Monday 10 June 2013

What if you were offered other, better children?


What is it like to raise a child who's different from you in some fundamental way (like a prodigy, or a differently abled kid, or a criminal)? In this TED talk, writer Andrew Solomon shares what he learned from talking to dozens of parents – asking them: What's the line between unconditional love and unconditional acceptance? 

I was struck by this bit:

I thought it was surprising how all of these families had all of these children with all of these problems, problems that they mostly would have done anything to avoid, and that they had all found so much meaning in that experience of parenting. And then I thought, all of us who have children love the children we have, with their flaws. If some glorious angel suddenly descended through my living room ceiling and offered to take away the children I have and give me other, better children – more polite, funnier, nicer, smarter – I would cling to the children I have and pray away that atrocious spectacle.

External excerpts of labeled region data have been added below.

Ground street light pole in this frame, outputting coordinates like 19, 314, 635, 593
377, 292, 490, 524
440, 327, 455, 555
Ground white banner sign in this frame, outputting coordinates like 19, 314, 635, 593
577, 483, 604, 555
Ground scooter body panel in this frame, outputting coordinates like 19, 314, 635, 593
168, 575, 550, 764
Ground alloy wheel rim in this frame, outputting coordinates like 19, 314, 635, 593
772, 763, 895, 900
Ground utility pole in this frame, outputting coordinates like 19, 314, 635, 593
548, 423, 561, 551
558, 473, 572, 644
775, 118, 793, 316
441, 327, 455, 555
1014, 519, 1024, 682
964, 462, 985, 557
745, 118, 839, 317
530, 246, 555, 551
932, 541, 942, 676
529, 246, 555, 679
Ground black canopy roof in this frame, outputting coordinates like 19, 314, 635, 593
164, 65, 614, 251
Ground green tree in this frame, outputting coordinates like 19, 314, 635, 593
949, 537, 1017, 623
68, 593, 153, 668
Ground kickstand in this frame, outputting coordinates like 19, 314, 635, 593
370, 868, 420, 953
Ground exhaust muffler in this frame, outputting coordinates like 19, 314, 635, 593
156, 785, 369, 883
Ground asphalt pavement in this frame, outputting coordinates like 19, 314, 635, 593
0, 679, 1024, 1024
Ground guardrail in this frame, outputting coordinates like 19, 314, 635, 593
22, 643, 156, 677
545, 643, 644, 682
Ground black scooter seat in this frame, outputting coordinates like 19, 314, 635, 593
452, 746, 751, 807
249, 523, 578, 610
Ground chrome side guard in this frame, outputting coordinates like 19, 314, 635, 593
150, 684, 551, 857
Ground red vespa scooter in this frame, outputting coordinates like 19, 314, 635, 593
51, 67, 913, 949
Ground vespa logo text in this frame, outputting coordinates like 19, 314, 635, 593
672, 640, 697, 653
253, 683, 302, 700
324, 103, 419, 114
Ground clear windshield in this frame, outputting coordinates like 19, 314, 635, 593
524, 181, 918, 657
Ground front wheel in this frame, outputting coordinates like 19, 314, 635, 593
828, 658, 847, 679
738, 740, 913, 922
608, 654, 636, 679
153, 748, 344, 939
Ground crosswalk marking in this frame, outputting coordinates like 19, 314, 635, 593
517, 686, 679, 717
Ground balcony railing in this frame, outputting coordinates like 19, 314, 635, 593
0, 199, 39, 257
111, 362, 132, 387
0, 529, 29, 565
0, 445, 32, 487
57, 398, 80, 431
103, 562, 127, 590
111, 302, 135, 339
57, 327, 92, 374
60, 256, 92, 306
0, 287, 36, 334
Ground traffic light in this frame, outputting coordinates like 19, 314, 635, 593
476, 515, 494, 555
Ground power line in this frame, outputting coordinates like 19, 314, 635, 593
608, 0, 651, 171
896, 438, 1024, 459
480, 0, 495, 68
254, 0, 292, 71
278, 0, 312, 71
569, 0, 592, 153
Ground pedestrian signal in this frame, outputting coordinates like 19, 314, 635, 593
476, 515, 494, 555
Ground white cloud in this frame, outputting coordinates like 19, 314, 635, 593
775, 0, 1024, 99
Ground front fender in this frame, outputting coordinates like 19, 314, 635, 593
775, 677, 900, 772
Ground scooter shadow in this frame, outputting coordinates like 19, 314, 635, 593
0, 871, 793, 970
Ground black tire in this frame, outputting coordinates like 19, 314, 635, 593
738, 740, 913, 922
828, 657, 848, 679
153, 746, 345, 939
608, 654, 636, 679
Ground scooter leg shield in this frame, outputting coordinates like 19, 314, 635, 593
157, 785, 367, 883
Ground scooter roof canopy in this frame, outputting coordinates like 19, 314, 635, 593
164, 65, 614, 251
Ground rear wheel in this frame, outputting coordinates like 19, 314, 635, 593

And ultimately I feel that in the same way that we test flame-retardant pajamas in an inferno to ensure they won't catch fire when our child reaches across the stove, so these stories of families negotiating these extreme differences reflect on the universal experience of parenting, which is always that sometimes you look at your child and you think, where did you come from?

It turns out that while each of these individual differences is siloed – there are only so many families dealing with schizophrenia, there are only so many families of children who are transgender, there are only so many families of prodigies – who also face similar challenges in many ways -- there are only so many families in each of those categories -- but if you start to think that the experience of negotiating difference within your family is what people are addressing, then you discover that it's a nearly universal phenomenon. Ironically, it turns out, that it's our differences, and our negotiation of difference, that unite us.